You can still stick to the event approach, then resort to
resync/reconcile loop when userspace gets a report that events are
getting lost, ie. hybrid approach.

> > > > We are implementing a new approach to solve this, we list all the UDP
> > > > conntrack entries using netlink, compare against the existing
> > > > programmed nftables/iptables rules, and flush the ones we know are
> > > > stale.
> > > >
> > > > During the implementation review, the question [1] this raises is, how
> > > > impactful is it to dump all the conntrack entries each time we program
> > > > the iptables/nftables rules (this can be every 1s on nodes with a lot
> > > > of entries)?
> > > > Is this approach completely safe?

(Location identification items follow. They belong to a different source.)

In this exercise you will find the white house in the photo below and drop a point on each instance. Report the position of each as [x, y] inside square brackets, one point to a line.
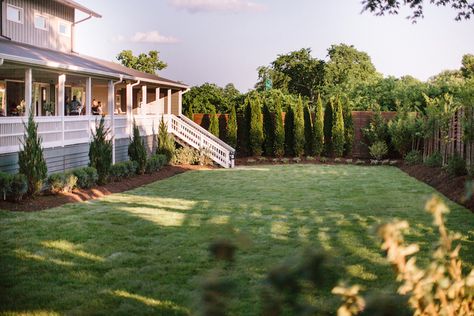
[41, 72]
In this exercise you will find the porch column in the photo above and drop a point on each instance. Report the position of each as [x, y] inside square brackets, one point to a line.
[61, 91]
[111, 101]
[88, 95]
[28, 91]
[169, 102]
[180, 102]
[144, 96]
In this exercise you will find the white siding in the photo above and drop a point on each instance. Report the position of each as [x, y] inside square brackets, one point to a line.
[27, 33]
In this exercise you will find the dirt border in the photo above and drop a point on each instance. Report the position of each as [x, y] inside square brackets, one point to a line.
[47, 201]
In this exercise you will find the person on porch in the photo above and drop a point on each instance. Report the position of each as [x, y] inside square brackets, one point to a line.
[75, 106]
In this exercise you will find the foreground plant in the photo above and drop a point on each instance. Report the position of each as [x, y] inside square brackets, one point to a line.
[441, 288]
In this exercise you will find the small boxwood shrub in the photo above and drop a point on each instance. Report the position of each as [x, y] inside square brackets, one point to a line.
[378, 150]
[62, 182]
[413, 158]
[456, 166]
[86, 177]
[155, 163]
[434, 160]
[18, 186]
[185, 156]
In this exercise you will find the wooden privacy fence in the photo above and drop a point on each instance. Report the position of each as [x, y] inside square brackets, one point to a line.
[360, 118]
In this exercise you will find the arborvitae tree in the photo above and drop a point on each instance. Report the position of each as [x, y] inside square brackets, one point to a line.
[232, 128]
[279, 141]
[268, 130]
[348, 129]
[308, 132]
[137, 150]
[289, 131]
[30, 158]
[338, 130]
[214, 125]
[256, 127]
[328, 127]
[243, 129]
[318, 128]
[100, 151]
[165, 142]
[299, 128]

> > > > Should we try to read from procfs instead?
> > >
> > > Walking all conntrack entries in 1s intervals is going to be slow, no
> > > matter the chosen interface.  Even doing the filtering in the kernel to
> > > not dump all entries but only those that match udp/port/ip criteria is
> > > not going to change it.
> 
> We are not worried about being slow in the order of seconds, the
> system is eventually consistent so there can always be a reasonable
> latency.
> Since we only care about UDP, losing packets during that period is not
> desirable but is assumable.
> My main concern is if constantly dumping all the entries via netlink
> can cause any issue or increase resources consumption.
>
> > >
> > > Also both proc and netlink dumps can miss entries (albeit its rare),
> > > if parallel insertions/deletes happen (which is normal on busy system).
> > >
> 
> That is one of the reasons we want to implement this reconcile loop,
> so it can be resilient to this kind of errors, we keep the state on
> the API in the control plane, so we can always rebuild the state in
> the dataplane (recreating nftables rules and delete conntrack entries
> that does not match the current state)
> 
> > > I wonder why the appropriate delete requests cannot be done when the
> > > mapping is altered, I mean, you must have some code that issues
> > > either iptables -t nat -D ... or nft delete element ... or similar.
> > >
> > > If you do that, why not also fire off the conntrack -D request
> > > afterwards?  Or are these publish/withdraw so frequent that this
> > > doesn't matter compared to poll based approach?
> > >
> > > Something like
> > >    conntrack -D --protonum 17 --orig-dst $vserver --orig-port-dst 53 --reply-src $rserver --reply-port-src 5353
> > >
> > > would zap everything to $rserver mapped to $vserver from client point of view.
> >
> 
> This is how it is implemented today and it works, but it does not
> handle process restarts per example, or is not resilient to errors.
> The implementation is also much more complex because we need to
> implement all the possible edge cases that can leave stale entries

It should also be possible to shrink timeouts on restart via conntrack -U
which would be similar to the approach that Florian is proposing, but from
control plane rather than updating existing UDP timeout policy.